Both school boards will meet Monday to canvass the election results, which will then be certified by Nobles County Auditor/Treasurer Sharon Balster.

"(Balster) will in turn notify the Commissioner of Education that we are indeed consolidated and that the election has taken place and that everything is correct, " Smit said.

Minnesota Education Commissioner Brenda Cassellius will then assign a district number to the newly consolidated school district.

"At that point, we basically put an application into the federal government for a new federal ID number and to the state for a new tax ID number," Smit said.

The district won't be assigned a district number until July 1. The establishing of an official name of the consolidated district, meanwhile, is on the agenda for Monday's regular board meeting.

Once each of those steps is completed, the district will be ready to start paying bills and meeting payroll obligations.

"There are some technical things that in the interim will occur -- like getting a new checking account, those kinds of things," Smit added.

Tuition agreements that have continued to be negotiated with neighboring school districts are expected to be finalized Tuesday, Smit said.

"In general, the rates we'll pay are about the same as the open enrollment rates," he said, referring to rates set by the state for students who choose to open-enroll in other districts.

As far as district staff, Smit said, "We need to recall some people that were placed on a requested leave of absence, and then we are set to go."

Smit said the state of Minnesota has been involved throughout the consolidation process.

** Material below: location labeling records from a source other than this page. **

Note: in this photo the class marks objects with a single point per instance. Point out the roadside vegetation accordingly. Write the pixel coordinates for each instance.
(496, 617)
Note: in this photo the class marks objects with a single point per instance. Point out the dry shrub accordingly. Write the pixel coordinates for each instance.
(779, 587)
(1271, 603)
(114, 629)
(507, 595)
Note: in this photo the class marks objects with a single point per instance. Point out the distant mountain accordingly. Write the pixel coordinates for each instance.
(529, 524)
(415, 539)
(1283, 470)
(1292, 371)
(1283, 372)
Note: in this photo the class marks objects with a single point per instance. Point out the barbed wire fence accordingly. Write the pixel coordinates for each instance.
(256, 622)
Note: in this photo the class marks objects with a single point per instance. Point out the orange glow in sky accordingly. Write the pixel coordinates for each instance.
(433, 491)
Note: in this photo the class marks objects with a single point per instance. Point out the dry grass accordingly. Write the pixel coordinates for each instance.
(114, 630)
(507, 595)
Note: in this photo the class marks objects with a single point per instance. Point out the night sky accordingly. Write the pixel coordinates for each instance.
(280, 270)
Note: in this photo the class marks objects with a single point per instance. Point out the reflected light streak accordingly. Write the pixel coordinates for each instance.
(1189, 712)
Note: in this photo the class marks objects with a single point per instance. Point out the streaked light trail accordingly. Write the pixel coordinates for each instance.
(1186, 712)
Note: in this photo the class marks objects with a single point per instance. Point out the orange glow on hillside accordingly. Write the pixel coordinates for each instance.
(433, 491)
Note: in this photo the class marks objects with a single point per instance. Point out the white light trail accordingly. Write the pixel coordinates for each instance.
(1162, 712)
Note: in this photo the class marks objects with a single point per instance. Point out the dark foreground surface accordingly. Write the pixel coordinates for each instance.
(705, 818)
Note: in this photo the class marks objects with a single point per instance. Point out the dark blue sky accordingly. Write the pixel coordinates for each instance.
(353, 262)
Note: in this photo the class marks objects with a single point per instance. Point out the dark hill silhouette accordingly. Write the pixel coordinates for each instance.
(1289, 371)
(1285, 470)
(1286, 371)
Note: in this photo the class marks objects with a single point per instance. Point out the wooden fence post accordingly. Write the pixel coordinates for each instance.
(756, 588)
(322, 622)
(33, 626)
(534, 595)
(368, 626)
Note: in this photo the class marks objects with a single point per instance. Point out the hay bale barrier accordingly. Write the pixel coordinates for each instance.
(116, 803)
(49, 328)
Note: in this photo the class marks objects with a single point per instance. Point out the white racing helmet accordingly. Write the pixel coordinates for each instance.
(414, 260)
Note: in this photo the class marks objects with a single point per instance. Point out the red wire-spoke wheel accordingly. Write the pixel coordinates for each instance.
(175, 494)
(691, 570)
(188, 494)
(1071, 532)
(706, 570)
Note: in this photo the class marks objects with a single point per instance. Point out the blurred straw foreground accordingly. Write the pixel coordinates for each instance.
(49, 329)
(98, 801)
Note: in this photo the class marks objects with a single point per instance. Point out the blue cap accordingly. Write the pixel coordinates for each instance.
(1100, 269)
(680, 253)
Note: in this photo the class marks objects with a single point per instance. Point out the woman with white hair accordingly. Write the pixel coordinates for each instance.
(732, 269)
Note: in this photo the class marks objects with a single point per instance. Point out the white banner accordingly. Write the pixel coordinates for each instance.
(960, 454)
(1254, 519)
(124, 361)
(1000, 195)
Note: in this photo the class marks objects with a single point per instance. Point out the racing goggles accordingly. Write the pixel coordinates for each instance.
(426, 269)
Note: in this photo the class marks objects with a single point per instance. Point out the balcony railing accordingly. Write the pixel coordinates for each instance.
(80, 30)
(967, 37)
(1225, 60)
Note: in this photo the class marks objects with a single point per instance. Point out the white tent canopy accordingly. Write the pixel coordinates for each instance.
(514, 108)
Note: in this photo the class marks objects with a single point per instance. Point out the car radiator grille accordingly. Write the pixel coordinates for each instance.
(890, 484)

"In some instances, depending on the classification of the student, if there is aid and so on, the aid may follow the student to the new district," he explained.

A school board meeting will likely be called after official consolidation, said Smit, adding that the membership on the entity won't change.

The Vote Yes Committee, comprised of concerned residents, went door-to-door informing residents of Tuesday's vote and the effect it would have on both the Round Lake and Brewster districts. Committee leader Brenda Stanton said she believed its efforts helped raise awareness in the community.

"I believe (the consolidation) was the right decision for the kids and the community," she said. "When we were knocking on doors, that was the most prevalent thing -- people were genuinely concerned about the kids and the community.

"I believe the right decision was made, and I appreciate the residents that came out to vote. We were very happy with the turnout and such overwhelming support from the residents," Stanton added.

Smit also thanked the communities of Round Lake and Brewster for their support.

"I would like to express my thankfulness for the community support in both school districts for the consolidation effort," he said. "The members of the Vote Yes Committee worked very hard, and they are responsible for really getting a good turnout for the election, and we are really pleased that the parents and community members were supportive of the consolidation effort."